Au même instant, un groupe de personnes s’approcha d’eux.

– Êtes-vous blessés ? leur cria un petit homme dont le visage blême était tout baigné de sueur, et, qui, à la façon dont il dirigeait le groupe, devait évidemment être un médecin.

Maurice montra son front ; le petit homme, après avoir haussé les épaules, lui tendit un flacon d’eau-de-vie.

– Tenez, dit-il, buvez une gorgée de ceci, et passez ensuite le flacon à votre ami, qui paraît en avoir encore plus besoin que vous ! Et puis, après cela, venez avec nous ! Il faut que tout le monde nous aide ! Il y a fort à faire ! Vous pourrez toujours vous rendre utiles, ne serait-ce qu’en allant chercher des brancards !

À peine le médecin et sa suite s’étaient-ils éloignés que Maurice, sous l’influence vivifiante du cordial, acheva de reprendre conscience de lui-même.

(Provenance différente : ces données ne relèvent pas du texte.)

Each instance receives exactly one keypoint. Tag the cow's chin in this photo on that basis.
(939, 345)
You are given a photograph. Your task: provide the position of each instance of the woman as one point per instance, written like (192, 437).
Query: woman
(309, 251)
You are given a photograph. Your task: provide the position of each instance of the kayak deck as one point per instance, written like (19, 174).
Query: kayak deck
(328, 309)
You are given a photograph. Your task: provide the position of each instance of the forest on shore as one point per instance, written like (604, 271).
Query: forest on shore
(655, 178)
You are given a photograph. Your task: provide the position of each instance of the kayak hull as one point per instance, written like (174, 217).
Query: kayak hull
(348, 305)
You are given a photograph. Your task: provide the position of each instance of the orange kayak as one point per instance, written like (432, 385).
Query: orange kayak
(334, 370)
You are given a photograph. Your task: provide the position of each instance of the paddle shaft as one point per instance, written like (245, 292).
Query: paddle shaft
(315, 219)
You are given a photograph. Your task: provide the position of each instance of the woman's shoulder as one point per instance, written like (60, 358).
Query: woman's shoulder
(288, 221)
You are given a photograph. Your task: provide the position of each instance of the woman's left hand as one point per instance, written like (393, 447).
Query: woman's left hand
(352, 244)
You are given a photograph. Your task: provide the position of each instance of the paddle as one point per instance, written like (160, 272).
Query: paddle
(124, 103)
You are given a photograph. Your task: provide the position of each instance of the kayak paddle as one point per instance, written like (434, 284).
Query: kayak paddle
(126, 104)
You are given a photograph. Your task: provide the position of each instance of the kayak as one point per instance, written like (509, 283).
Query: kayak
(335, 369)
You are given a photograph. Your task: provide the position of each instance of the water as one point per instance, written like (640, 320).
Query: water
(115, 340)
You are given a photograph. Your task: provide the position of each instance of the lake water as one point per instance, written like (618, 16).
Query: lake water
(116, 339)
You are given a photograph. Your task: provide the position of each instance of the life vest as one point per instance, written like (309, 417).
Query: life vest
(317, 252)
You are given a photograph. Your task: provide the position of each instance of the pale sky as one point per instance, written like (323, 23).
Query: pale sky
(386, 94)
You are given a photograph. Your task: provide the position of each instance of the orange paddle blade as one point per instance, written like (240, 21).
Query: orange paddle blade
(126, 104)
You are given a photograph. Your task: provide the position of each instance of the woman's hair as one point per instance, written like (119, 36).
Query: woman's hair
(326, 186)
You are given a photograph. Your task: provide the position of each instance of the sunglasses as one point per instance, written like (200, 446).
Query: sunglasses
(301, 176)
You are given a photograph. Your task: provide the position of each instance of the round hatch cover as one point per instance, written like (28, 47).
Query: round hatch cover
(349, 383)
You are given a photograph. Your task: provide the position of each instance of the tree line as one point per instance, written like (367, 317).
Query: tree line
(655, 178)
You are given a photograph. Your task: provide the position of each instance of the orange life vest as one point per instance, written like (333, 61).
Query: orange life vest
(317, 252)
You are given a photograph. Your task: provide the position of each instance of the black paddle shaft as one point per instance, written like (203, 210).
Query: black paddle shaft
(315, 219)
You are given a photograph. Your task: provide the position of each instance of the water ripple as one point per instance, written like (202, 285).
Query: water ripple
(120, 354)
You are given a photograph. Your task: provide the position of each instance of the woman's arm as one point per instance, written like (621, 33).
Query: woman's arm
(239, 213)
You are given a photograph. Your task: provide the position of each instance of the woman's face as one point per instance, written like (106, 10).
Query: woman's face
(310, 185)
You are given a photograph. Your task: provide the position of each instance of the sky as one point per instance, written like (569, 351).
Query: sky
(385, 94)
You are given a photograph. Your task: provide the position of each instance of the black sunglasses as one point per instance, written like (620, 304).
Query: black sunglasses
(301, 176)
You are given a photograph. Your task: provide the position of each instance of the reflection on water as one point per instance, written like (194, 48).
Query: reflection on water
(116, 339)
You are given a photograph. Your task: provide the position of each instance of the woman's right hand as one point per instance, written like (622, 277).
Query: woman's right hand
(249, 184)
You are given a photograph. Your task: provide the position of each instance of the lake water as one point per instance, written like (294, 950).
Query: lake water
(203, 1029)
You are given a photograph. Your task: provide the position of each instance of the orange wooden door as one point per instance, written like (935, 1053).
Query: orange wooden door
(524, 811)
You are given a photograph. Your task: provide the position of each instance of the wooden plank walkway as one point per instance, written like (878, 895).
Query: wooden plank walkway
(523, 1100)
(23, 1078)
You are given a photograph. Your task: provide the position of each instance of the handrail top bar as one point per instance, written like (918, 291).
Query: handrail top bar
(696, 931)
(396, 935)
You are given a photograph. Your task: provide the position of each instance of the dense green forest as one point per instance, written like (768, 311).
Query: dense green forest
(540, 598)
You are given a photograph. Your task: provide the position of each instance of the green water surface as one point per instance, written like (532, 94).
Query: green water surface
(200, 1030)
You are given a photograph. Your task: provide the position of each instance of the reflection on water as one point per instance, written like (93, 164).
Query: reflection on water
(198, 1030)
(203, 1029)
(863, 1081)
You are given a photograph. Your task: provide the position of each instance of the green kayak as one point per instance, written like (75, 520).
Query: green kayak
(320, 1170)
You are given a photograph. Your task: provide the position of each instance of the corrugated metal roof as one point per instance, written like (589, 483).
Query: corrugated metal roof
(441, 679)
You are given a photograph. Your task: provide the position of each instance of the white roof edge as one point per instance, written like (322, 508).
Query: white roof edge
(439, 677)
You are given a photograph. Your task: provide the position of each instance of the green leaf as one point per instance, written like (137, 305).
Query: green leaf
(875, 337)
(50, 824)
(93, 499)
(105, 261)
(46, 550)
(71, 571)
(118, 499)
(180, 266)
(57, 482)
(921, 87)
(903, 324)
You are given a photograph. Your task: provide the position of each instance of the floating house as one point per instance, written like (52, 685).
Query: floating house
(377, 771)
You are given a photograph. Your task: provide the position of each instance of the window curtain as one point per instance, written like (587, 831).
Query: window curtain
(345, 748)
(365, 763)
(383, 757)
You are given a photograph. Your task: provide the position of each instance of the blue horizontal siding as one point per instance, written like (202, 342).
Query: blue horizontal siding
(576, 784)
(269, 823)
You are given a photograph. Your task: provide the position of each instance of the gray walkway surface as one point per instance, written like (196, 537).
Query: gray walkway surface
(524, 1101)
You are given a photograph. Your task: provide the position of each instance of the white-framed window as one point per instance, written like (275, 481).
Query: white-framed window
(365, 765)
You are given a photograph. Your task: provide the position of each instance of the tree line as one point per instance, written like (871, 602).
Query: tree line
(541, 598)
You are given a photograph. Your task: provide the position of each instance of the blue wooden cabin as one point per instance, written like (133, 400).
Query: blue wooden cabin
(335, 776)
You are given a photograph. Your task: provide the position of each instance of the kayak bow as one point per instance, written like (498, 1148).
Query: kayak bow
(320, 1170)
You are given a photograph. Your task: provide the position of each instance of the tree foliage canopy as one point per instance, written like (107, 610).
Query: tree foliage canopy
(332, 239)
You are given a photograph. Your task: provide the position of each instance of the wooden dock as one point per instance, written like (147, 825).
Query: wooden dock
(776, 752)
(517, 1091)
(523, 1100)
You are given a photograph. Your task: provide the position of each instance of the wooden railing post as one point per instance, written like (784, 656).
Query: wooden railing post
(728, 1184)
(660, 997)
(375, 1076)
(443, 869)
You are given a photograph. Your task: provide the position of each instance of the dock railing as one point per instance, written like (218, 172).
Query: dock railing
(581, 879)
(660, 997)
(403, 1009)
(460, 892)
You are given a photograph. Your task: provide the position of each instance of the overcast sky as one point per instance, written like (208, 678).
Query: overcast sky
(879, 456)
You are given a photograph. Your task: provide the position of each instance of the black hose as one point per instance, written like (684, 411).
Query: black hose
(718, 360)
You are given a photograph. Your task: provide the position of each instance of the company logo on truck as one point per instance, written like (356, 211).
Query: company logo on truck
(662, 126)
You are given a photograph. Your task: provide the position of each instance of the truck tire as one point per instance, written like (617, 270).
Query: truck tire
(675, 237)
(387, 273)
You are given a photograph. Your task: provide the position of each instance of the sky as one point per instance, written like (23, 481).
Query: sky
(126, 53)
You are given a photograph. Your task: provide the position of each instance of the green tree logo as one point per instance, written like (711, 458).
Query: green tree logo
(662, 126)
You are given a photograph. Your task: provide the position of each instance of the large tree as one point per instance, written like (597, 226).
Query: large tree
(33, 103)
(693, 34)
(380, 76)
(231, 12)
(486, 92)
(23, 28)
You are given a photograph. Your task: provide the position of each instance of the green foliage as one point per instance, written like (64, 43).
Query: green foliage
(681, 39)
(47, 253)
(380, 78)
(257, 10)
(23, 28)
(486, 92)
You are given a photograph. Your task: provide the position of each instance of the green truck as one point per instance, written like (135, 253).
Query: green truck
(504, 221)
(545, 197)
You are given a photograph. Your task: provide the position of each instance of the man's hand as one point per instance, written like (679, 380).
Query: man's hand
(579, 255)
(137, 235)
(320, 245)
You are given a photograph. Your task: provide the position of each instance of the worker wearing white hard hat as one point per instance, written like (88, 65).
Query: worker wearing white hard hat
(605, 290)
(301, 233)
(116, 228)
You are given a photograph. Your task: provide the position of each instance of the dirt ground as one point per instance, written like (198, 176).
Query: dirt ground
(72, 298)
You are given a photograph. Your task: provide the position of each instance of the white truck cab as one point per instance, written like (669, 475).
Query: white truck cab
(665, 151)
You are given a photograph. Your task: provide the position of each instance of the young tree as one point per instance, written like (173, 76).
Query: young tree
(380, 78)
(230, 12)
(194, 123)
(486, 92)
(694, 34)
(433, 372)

– Seigneur ! s’écria-t-il. Et l’oncle Joseph ?

– Au fait, dit Jean, où peut-il bien s’être fourré ? Il ne doit pas être loin ! J’espère que le pauvre vieux n’est pas trop endommagé !

– Viens m’aider à le chercher ! dit Maurice, d’un ton tout particulier de farouche résolution.

Puis, soudain, il éclata :

– Et s’il était mort ? gémit-il, en montrant le poing au ciel.

Çà et là, les deux frères couraient, examinant les visages des blessés, retournant les morts. Ils avaient passé en revue, de cette façon, une bonne vingtaine de personnes ; et toujours aucune trace de l’oncle Joseph. Mais, bientôt, leur enquête les rapprocha du centre de la collision, où les deux machines continuaient à vomir de la fumée avec un vacarme assourdissant.